Вот и выпустили Слотропа на волю, снова шастает, блядь, последний шанс имелся свалить на дембель типа чокнутого, дак он его прощёлкал... Чего ж не придержали его в той палате для сдвинутых сколько собирались—говорили ж на пару недель? Никаких объяснений. Просто «Приветики!» и залупай отсылает его обратно в тот же ТОТСССГ. Парнишка из Кеноши, Крукмен, западопроходец, и его приятель Ваппо составляли весь его мир в последние дни… остались ещё непроработанные вопросы, незавершённые приключения, механизм сдерживания и до хрена счислений о порядке категоризации старушки на тему доставки свиньи на дом через перелаз, а тут на тебе!—и снова тот же Лондон.

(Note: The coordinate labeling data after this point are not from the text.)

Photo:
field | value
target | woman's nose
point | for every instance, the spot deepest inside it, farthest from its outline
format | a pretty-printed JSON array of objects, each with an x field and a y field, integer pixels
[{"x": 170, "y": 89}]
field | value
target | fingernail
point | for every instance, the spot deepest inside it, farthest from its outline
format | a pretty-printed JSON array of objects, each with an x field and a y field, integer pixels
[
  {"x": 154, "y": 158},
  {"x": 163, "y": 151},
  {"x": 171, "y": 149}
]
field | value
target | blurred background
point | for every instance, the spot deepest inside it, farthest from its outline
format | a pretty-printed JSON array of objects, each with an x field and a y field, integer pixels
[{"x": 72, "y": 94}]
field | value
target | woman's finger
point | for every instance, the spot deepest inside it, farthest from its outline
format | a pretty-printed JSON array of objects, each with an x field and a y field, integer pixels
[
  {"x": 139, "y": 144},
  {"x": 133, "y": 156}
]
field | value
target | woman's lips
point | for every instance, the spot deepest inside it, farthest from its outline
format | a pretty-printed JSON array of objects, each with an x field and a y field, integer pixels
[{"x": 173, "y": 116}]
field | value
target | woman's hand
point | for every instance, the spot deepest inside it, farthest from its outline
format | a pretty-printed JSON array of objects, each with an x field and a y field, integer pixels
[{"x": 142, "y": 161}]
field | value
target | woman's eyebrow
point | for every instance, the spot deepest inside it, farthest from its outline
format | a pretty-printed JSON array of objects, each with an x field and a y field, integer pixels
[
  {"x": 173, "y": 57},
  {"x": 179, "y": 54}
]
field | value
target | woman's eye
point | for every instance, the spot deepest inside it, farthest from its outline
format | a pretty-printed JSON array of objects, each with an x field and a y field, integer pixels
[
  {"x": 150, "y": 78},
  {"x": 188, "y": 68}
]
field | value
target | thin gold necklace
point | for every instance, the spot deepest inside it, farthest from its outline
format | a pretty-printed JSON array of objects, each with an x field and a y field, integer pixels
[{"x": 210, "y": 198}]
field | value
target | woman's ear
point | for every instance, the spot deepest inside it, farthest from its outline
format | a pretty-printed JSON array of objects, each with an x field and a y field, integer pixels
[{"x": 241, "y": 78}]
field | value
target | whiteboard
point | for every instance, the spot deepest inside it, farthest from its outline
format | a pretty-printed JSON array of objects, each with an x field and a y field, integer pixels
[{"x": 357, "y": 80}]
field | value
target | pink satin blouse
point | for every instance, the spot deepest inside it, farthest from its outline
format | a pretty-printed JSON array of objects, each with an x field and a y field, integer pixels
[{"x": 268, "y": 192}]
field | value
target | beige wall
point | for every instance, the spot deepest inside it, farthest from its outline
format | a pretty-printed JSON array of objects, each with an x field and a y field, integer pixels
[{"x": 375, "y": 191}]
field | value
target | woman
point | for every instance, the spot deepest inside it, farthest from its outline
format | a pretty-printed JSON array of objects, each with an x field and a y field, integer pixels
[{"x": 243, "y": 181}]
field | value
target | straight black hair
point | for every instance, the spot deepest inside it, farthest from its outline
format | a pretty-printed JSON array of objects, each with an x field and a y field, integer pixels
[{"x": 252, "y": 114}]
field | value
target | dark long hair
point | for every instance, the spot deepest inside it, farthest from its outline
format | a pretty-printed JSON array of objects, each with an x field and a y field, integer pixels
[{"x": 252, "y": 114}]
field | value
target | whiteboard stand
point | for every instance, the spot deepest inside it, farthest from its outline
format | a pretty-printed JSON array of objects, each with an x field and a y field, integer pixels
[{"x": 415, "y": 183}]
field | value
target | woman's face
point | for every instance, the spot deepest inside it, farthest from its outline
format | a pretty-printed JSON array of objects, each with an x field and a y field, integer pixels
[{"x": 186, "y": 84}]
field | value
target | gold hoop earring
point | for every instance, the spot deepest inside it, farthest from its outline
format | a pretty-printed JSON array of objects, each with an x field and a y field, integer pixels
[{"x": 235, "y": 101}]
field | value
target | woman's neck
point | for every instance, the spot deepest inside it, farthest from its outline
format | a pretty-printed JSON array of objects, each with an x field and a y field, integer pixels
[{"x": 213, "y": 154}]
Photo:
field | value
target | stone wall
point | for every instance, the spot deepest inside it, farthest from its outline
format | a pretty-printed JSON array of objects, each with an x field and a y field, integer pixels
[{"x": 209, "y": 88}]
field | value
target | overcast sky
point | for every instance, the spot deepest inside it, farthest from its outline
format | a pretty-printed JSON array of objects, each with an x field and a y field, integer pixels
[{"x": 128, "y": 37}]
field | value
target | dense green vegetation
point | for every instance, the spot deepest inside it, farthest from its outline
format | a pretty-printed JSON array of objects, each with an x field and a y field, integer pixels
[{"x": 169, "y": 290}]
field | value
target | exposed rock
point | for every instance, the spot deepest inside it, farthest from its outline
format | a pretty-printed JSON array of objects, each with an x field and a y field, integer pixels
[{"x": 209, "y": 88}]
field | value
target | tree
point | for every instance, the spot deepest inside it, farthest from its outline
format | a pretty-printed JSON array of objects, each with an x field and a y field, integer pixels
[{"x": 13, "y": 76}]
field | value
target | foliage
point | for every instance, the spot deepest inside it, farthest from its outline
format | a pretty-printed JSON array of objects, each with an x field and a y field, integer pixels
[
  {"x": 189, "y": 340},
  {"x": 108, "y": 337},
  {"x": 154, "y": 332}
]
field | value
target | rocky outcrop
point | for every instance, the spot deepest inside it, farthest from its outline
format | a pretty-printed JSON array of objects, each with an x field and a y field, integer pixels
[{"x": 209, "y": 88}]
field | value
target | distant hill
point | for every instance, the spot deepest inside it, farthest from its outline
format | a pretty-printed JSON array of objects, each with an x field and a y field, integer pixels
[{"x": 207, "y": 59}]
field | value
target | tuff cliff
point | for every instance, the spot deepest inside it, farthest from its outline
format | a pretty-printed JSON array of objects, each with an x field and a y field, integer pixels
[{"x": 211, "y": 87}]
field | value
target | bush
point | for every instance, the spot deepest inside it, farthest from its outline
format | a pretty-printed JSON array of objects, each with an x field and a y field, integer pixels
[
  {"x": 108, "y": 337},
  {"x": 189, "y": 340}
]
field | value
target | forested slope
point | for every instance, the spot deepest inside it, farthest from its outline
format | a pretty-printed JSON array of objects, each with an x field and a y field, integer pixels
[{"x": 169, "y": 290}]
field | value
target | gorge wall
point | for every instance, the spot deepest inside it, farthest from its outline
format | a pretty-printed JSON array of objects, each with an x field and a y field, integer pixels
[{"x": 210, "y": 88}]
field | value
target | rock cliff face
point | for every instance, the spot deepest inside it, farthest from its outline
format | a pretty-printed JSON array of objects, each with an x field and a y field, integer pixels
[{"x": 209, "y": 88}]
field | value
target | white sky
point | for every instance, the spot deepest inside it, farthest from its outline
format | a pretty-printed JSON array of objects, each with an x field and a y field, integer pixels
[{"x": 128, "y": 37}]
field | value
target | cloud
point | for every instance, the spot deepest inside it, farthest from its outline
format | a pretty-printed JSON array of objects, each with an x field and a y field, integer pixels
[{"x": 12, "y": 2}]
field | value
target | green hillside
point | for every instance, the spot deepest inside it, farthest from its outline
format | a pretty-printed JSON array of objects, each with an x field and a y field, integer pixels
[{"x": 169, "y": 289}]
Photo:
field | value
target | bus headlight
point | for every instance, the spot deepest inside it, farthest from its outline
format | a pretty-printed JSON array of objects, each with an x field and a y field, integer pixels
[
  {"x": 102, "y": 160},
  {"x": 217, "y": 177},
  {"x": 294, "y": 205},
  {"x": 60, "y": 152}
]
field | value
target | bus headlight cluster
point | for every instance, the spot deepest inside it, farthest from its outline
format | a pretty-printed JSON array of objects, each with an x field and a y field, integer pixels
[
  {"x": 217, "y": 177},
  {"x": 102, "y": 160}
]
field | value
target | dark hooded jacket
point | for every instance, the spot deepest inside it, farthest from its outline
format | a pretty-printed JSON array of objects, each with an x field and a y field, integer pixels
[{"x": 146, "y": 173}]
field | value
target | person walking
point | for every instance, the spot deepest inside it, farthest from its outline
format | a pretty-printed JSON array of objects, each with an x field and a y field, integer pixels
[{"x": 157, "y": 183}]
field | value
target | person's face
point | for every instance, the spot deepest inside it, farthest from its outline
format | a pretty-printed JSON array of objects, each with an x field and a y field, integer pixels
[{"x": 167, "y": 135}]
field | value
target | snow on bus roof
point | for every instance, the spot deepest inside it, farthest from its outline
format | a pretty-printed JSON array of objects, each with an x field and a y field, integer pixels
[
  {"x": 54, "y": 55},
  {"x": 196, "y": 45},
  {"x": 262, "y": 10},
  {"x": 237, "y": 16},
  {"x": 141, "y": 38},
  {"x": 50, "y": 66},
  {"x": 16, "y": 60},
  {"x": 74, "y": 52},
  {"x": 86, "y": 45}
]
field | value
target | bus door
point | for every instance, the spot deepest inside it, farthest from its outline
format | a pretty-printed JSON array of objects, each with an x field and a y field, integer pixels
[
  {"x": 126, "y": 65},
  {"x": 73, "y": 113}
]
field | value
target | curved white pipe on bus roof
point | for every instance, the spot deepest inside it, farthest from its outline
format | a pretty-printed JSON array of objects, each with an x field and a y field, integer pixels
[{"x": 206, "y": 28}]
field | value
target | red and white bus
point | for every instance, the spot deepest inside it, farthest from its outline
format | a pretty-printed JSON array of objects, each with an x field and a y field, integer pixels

Но что-то не так… что-то... поменялось… не хочу скулить, братаны, но—ну например, он мог почти поклясться, что за ним следят или, по крайней мере, приглядывают. Некоторые из хвостов очень скользкие, но других он может вычислить как нехрен делать. На рождественской распродаже вчера в Вулворсе, усёк парочку вылупленных глаз в отделе игрушек, возле кучи аэропланов из бальзового дерева и велосипедов для малышни. И какая-то неизменность в отражении зеркала заднего вида в его Хамбере, ни цвет ни модель пока что не засветились, но что-то постоянно присутствует в маленькой рамочке, довело до того, что начал оглядываться на другие машины при выезде по утрам на работу. Вещи на его столе в ТОТСССГ как-то не так как оставлял. Девушки ищут отговорки, чтоб отменить свидание. Он чувствует, что его мягко отстранили от жизни, которой он жил до побывки в Св. Веронике. Даже в кино, позади него всегда кто-то, кто старается не говорить, не шелестеть бумагой, не смеяться слишком громко: Слотроп достаточно посещал кино, чтобы враз усечь такую аномалию.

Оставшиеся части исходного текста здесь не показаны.